As far as she was concerned, she went onto the bridge that day because she wanted it to be over. She wanted to just not have to worry about any of that other bullshit again.
Other people would have their thoughts, their conclusions, their opinions and ideas. They would call her selfish. That was okay. She was okay with that. Those people were not her.
The water was calm. Gentle waves that she could barely hear over the occasional car that passed her by while she walked. She wondered what they might have thought of her. She wondered if any of them suspected.
She didn’t see anyone else on the bridge when she actually jumped. She was expecting vertigo. She was expecting the lurch and rush of air—she was counting on it. If you’re gonna go, right?
What she wasn’t expecting was for the whole world to tear open like space was being ripped apart. She wasn’t expecting the dead of night to literally turn into noon-light on the equator.
Suddenly, up was down and down was up, and that much she’d been expecting… but not like this. Now she felt herself actually falling upwards, momentum sending her into the air, then that lurch again… and then she rolled out onto the sand.
Why was there sand? She wasn’t anywhere near a beach. Where was she?
What if it wasn’t the end, like she’d hoped? What if she had to keep goddamn going down this goddamn road that pretended to be life? Couldn’t she goddamn rest already? It was a long time before she picked herself up. It wasn’t the hunger or thirst, it wasn’t even the threat of sunburn, or the desire for answers. Was it? No. She was just bored again. Incongruously.
Absently, she thought about looking for ways to kill herself.
All there was, was sand, though. Could she choke on sand? Was that a thing? She wasn’t sure it would work and even if it did, it wouldn’t be anything like the triumphant cascade through the air that she’d promised herself.
Suddenly, she felt a tap on her shoulder. She spun, ready to clock whoever it was, whoever was responsible. But there was no one there. Just empty space and… she looked down.

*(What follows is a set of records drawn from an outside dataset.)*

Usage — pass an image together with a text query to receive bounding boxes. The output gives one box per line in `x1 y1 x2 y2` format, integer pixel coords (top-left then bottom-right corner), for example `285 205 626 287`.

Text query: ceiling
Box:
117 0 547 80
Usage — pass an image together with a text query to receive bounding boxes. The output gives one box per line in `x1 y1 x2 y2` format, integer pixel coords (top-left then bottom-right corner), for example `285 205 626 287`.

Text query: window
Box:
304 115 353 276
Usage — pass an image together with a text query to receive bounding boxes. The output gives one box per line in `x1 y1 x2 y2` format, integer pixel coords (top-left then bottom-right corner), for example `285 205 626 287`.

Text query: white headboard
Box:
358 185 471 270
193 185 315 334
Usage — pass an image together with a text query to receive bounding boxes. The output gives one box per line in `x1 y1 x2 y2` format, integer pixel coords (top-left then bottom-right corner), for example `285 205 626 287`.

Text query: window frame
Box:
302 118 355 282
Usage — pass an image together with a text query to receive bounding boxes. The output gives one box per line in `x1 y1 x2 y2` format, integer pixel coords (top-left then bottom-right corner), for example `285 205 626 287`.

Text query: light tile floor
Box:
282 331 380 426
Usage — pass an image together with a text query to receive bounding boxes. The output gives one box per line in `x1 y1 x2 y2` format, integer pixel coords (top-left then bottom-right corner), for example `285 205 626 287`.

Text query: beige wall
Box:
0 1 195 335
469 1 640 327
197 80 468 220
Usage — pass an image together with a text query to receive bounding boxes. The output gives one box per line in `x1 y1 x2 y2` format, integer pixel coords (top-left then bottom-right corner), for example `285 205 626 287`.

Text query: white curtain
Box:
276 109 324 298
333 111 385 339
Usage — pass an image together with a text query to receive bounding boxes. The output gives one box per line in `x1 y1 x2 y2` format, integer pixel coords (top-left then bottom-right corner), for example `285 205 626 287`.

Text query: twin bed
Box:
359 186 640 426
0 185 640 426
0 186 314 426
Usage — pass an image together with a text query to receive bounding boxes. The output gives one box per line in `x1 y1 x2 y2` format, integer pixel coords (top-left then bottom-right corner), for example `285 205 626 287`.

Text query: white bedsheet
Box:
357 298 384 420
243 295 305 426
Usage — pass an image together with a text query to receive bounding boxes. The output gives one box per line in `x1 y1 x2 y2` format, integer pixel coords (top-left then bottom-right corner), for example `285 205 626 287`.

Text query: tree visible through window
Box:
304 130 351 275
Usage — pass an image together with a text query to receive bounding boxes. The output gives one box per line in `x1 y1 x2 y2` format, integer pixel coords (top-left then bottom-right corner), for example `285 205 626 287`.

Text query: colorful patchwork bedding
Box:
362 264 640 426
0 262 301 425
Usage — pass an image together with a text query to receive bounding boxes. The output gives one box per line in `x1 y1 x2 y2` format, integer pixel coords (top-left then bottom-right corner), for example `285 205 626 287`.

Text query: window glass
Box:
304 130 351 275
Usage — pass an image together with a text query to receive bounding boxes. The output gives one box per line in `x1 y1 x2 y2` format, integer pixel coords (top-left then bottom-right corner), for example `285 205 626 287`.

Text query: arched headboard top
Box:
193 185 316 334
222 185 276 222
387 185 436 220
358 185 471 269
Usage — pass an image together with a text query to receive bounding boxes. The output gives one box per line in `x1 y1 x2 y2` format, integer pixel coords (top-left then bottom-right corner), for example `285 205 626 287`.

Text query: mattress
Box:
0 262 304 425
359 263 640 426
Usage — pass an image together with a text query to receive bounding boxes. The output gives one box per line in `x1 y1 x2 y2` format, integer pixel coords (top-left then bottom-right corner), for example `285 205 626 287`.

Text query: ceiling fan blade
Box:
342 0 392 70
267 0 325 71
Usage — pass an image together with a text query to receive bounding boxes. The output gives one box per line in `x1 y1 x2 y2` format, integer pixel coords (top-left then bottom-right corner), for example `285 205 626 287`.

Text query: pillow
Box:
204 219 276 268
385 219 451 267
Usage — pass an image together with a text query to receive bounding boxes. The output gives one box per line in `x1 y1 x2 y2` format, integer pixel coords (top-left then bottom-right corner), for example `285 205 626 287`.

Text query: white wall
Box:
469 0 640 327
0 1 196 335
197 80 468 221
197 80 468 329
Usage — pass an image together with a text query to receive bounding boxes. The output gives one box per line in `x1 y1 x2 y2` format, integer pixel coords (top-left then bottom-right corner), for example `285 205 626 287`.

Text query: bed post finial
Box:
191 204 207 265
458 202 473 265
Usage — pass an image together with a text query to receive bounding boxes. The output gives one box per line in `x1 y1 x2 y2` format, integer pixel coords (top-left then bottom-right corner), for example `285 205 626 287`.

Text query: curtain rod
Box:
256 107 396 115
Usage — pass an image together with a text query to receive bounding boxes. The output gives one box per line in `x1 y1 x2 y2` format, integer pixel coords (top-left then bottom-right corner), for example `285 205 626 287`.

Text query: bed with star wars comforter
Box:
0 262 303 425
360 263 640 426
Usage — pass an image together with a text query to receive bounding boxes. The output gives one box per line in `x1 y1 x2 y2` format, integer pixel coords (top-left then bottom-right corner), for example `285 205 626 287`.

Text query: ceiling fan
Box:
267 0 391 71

A water bottle. It had a hastily-scrawled note on it: “Drink this.”
No shit, Sherlock.
She turned the note over. In parentheses: “(I promise it’s not poison).”
“You know,” she said out loud, “I’d almost prefer it if it was.”
Another tap on her shoulder. Another note. It said: “Then I promise it is. Just drink the damn thing.”
She did feel better after she drank it.
It didn’t take her long to be tired enough to fall asleep. She thought that whoever it was who was sending her notes might have molested her in her sleep. She was used to that. But when she woke up, she realized her wallet was gone. She hadn’t even realized she’d brought it along, but once she noticed it—was this some elaborate mugging? It’s not like she even kept money there…
He’s trying to get to know you, said a voice inside her.
He’s trying to help you forget who you are, said another.
She woke up in the desert, but later that day, she took a step and lurched into a different place. A forest. She was guessing… Appalachia? But it could’ve been New Zealand or the dark side of Oz for all she knew.
It took her several minutes of the cynical version of wonder before it even occurred to her to start looking around again for ways she could kill herself. A forest was a lot more conducive. Sharp, hard rocks. Running water. Tall trees. But by then… I don’t know, she thought. She was too curious.
She wondered what he must’ve put in the water.
“What are you doing to me?” she asked no one in particular.
“What are you trying to accomplish? Is it just about trying to keep me from killing myself? Why me? Why do you care? Who the fuck are you?”
Then one day (she wasn’t sure how long she’d been in the woods) she took a step and realized she was in a park. It was the park just down the street from where she’d lived.
And her dad was there with a black eye and a broken arm. She tried to feel pity for him. She really tried.
He looked up at her. “I’m sorry,” he said. “I’m so sorry, baby.”
No. “Why?” she asked. “Sorry what you did to me, or sorry you got beat up?”
He looked down. Looked away.
“I don’t need your apology,” she finally said, the realization dawning on her. “I don’t need you at all.”
And she walked away without looking back.